部屋の中に、目覚まし時計の音が鳴り響く。
「う、うぅん」
 寝起きの体を起こして、時計を見る。
 時間は既に、八時を回っていた。
「やばい! 遅刻だ!」
 慌てて、パジャマから制服に着替え、階段を駆け降りた。
 リビングには、朝刊を読みながらトーストを口に銜えている父さんがいる。
「ちょっと、あなた! お行儀が悪いわよ。食事中に新聞なんて」
 キッチンから、母さんの注意の声が聞こえる。
「ああ、悪い」
 父さんは慌てて新聞紙を丸めた。
 いつもと同じ朝。
 なんだか、とても安心する。
 慌てて身支度をしている私に、母さんは煽てる様に言う。
「沙耶子。

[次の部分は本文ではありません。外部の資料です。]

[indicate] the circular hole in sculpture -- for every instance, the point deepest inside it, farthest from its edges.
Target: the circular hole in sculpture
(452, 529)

あなたの彼氏が外で待ってるわよ」
「え?」
「早く行ってあげなさい。このままじゃ、二人で遅刻しちゃうわよ」
 私は鞄を手に取り、玄関を飛び出した。
「おはよう」
 隼人君は自転車に跨って、私を待っていてくれていた。
「ありがとう。待っててくれて」
「どうって事ない。早く乗れよ。飛ばして行くから」
「うん!」


 夏の透き通った風を感じながら、通学路を走る。
 とても涼しくて気持ちが良い。
「おーい!」
 隼人君が誰かに手を振っている。
 道の先には綾人君がいた。
「おはよー! 綾人君!」
 綾人君は、ちらりとこちらを向き、格好良く右手を上げて合図をした。
「相変わらずクールだな。あいつは……」
「それが綾人君の良い所だよ。格好良いじゃん」
 隼人君は苦笑する。
「そうかなぁ。なんか、あいつ無駄にモテモテだし」
「大丈夫だよ。隼人君はモテモテじゃなくても、私がいるから!」
「お前がいてくれると、本当に安心するよ」
 そんな事はない。
 むしろ、安心するのは私の方だ。
 本当に、隼人君がいるだけで毎日が幸せだ。